The Sultan of Brunei-owned properties are coming under fire

The Beverly Hills Hotel in the 1980s
flickr/Alan Light
Farley Elliott is the Senior Editor at Eater LA and the author of Los Angeles Street Food: A History From Tamaleros to Taco Trucks. He covers restaurants in every form, from breaking news to the culture, people, and history that surrounds LA's dining landscape.

Another ongoing boycott has hit the Hotel Bel-Air and Beverly Hills Hotel properties, two of Los Angeles’s most storied Westside hotel and restaurant destinations. At issue is the overarching Dorchester Collection company which owns both hotels, and is backed by the anti-gay government of the sultan of Brunei, east of Malaysia. Just this week, Sultan Hassanal Bolkiah extended new laws that (among other things) would allow LGBTQ people to be stoned to death in his country for practicing gay sex. Homosexuality has already been illegal in the country for years.

The call for consumers to spend their money elsewhere is coming from all sides this time, including actor George Clooney and Los Angeles city officials themselves, including Councilman Paul Koretz. Per the LA Times, Los Angeles Controller Ron Galperin is outraged at the thought of supporting the Sultan of Brunei through his properties:

“This is sickening and it’s unacceptable,” Galperin told reporters at the news conference. “When the gravity of this decree set in, it hit me hard, not just because I’m a member of the LGBT community. … What kind of world do we live in where a country wants to put someone to death, wants to stone them just for being gay?”

This is far from the first time the country of Brunei and its powerful and wealthy leader have come under scrutiny for its religious and political beliefs. Similar, and equally far-reaching, boycotts have previously hit Dorchester Collection properties in Los Angeles back in 2014, and again in 2016, as the Brunei government has continued to push its anti-LGBTQ agenda.

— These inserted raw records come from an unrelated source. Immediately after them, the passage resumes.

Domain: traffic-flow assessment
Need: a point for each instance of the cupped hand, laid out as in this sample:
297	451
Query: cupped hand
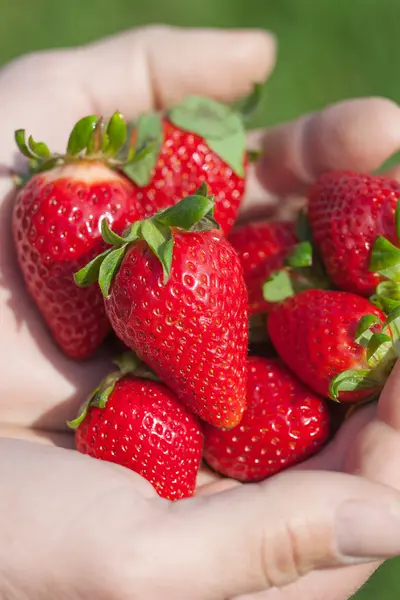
272	533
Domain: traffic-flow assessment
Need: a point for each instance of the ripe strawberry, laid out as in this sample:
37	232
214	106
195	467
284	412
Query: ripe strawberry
284	424
334	342
56	227
139	424
348	211
175	294
198	140
262	247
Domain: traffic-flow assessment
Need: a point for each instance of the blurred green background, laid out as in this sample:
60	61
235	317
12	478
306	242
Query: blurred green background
328	50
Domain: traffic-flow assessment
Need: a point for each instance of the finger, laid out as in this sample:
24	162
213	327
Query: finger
329	584
358	134
261	536
389	401
159	65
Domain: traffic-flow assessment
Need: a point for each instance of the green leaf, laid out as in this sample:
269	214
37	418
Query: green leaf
254	155
109	268
39	148
363	332
351	380
231	150
397	218
159	238
385	259
47	164
20	140
186	213
300	256
149	133
378	346
116	132
205	117
80	135
89	274
278	287
221	128
393	323
109	236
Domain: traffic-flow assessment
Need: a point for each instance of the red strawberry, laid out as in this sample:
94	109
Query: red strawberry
183	158
262	248
284	424
175	294
333	342
139	424
56	227
348	211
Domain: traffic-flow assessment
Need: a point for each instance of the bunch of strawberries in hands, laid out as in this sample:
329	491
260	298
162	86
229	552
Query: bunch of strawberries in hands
131	233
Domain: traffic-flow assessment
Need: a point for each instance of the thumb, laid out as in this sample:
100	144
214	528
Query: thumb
255	537
158	65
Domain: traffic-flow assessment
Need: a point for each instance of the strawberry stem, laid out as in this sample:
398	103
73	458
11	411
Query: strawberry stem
193	213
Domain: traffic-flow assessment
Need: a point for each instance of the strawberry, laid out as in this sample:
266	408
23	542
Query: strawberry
335	342
354	227
262	247
284	424
175	295
195	141
139	424
56	227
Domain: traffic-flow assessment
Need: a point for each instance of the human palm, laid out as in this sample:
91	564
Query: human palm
46	94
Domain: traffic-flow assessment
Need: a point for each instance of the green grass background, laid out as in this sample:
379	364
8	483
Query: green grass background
328	50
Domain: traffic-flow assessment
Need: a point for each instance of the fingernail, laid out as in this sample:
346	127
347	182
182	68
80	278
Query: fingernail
366	530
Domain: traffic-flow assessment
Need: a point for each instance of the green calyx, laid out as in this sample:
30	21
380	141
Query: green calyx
90	139
381	354
128	364
193	213
222	127
303	268
385	261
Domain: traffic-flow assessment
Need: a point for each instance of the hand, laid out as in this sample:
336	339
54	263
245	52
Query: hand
76	528
51	386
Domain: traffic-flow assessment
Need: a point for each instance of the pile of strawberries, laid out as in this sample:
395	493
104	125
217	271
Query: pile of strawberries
236	340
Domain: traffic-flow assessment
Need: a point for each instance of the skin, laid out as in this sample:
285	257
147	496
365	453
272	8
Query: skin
314	531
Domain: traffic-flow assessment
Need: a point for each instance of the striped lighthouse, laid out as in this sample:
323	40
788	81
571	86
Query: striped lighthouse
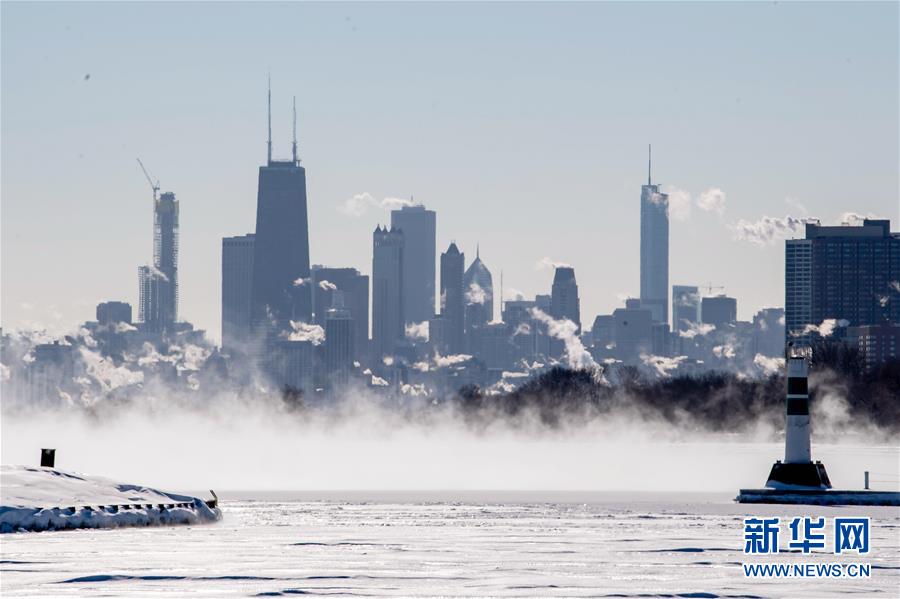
798	471
796	432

Reached for comment, reps for the Dorchester Collection sent along the same statement that is currently on their website, including the following:

Inclusion, diversity and equality are the foundation of Dorchester Collection. We do not tolerate any form of discrimination, we never have and we never will. We understand people’s anger and frustration but this is a political and religious issue that we don’t believe should be played out in our hotels and amongst our 3,630 employees. We’re deeply saddened by what’s happening right now and the impact it is having on our employees, guests, partners and suppliers in particular. Our values are far removed from the politics of ownership.

As for what an ongoing boycott may look like, that remains to be seen. Some have implored the Sultan to sell his hotel properties, to no avail. As the New York Times puts it:

But it is unclear what impact the boycott will have. Although the earlier protests resulted in a flood of cancellations, they did not move the Sultan to sell. In time, the issue faded and celebrities and their entourages returned.